Recruiter: "I was looking for you to say it's a fingerprint"
So I guess I was wrong, because despite explaining them in decent detail, I didn't use the one keyword.
level 1: foo, bar, baz level 2: frobnitz, barfoo level 3: 42, etc
In someone is using words from level 2 that work together in the ways laid out, they're probably beyond level 1, and wouldn't use the word 'fingerprint' (in this case) - they're giving more detail (and probably better) than what was being listened for.
first thing I do is try to get them to ask it a different way. then I play spew out every related buzzword possible as if its a question. Are you talking about .... oh, you mean .... I can usually get it in a few tries.
I had the same a couple of years ago, at the time I was a Rails developer at a small startup. The first screening they asked me some basic technical questions (I guess it was a recruiter), then the second screening they asked me to walk through some data structures and algorithms off the top of my head.
I knew they would do this, and hadn't looked at any CS algorithms since university, so got a copy of Programming Pearls and studied through that every evening for the week before. I picked a few that I hoped would come up, and it turned out that's what they asked for. I think first a linked list (maybe doubly linked?) and then a tree sort.
I surprisingly passed, but the attitude of the interviewer really put me off. He said he knew Python, Java and Go - none of which I had used - and wasn't too happy when I said I wanted to use Ruby (which the first guy I spoke to, said was fine). Then throughout the interview it seemed very much like he was fighting against me and trying to prove me wrong.
After that I couldn't be bothered any more, I didn't really want a job at Google, it's just a recruiter contacted me and I decided to try it out. I guess this style of interviewing must work for Google, but it's just not the way I like a company to introduce itself to me. It just seems like they are approaching it with so much ego, as if I would be privileged to work there, but to me a job should be mutually beneficial.
A hashing function is actually a sorting function. It's supposed to take an input space and sort it in an unpredictable and evenly distributed way across the output space. What's more, neighboring points in the input space, no matter the sort used to determine proximity should not result in neighboring points in the output space.
Fingerprinting is just an emergent value that comes from choosing fixed length hashes, and the fact that the mapping from input to output is stable.
A non-fingerprinting hash function - well, one example of one- is something that for similar inputs, produces the same output (similarity being defined by some distance metric). See, for example: https://en.wikipedia.org/wiki/Locality-sensitive_hashing and https://en.wikipedia.org/wiki/MinHash
Confusingingly, many functions that are used for similarity detection are called Fingerprints, (https://en.wikipedia.org/wiki/Acoustic_fingerprint), but I consider that a distinct use of the term.
So he asked "how did you figure this out so fast?". I told him I didn't, I just remember all the "important" powers of 2. He said "well... that's not what I was looking for, I wanted you to calculate it, but... I guess a candidate who memorizes powers of 2 is a positive sign?". I passed.
Oh well.
Could something like Hamming distance be called a hash function too? It's not mentioned on its Wikipedia page.

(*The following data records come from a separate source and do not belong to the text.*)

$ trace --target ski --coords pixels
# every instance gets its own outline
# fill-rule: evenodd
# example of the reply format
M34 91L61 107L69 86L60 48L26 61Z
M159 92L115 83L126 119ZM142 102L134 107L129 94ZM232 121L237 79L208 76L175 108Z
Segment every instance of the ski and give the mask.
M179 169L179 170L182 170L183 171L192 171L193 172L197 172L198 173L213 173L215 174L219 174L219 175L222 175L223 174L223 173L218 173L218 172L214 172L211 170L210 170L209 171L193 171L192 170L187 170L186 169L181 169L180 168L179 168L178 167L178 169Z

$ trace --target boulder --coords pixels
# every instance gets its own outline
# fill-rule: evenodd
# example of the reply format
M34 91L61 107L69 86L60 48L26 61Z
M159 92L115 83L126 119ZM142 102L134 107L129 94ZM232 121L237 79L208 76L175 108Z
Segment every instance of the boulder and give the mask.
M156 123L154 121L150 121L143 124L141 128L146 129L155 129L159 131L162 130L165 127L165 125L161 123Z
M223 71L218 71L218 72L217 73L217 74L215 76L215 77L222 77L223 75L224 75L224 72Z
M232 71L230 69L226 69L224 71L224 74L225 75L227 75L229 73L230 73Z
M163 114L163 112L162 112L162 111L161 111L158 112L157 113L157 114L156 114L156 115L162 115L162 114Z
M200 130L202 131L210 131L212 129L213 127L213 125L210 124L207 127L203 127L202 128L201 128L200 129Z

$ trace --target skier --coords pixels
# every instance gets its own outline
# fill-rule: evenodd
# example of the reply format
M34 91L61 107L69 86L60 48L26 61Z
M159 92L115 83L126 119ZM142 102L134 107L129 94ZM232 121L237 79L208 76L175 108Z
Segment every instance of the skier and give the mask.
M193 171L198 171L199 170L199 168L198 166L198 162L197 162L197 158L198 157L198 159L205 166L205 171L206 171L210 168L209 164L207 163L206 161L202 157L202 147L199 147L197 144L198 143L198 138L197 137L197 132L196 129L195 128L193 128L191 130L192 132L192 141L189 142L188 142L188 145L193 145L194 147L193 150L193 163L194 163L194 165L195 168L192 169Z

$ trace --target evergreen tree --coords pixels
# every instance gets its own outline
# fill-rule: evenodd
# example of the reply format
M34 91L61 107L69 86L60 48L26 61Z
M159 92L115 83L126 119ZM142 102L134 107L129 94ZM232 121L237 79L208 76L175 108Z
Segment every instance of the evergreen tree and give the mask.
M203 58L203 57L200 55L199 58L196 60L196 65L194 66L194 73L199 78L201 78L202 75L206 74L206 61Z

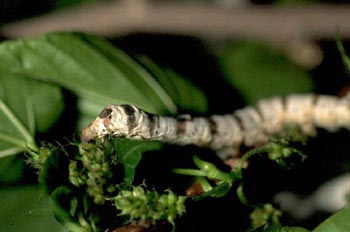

But this is also the goal of non-crypto hash function like those used in a data structure no? Basically mapping a large space of inputs to a smaller space of outputs.
I would say the cryptographic hash is one the that has "desirable" security properties, things like not being able to recover the original input message using the hash, a tiny change in the input causes a substantial change in the output, or that its very unlikely that two inputs will produce a collision.
What matters is whether similar inputs get mapped to the same output. For the case where you want to minimize the probability that two inputs which are highly similar land in the same bucket, you want a crypto hash, although those are expensive so you want a cheaper approximation, which is exactly what fingerprint hashes do. The problem is that as the input values counts approach sqrt(output value size), you're going to start getting collisions, and ideally, you want those collisions to be evenly spaced.
In the case of a similarity hash function, you want the opposite, the closer things are in some metric space, the more likely they end in up in the same bucket.
That's what I was trying to say:
"a tiny change in the input causes a substantial change in the output."
But I probably didn't articulate that very well. I think we are saying the same thing.
You mentioned:
"The problem is that as the input values counts approach sqrt(output value size), you're going to start getting collisions"
Can you elaborate on the significant a square root here? Does this relate to the load factor?
I cannot obviously tell you the exact specifics because of the NDA.
Maybe I dodged a bullet there and Amazon would have been a bad place to end up anyway.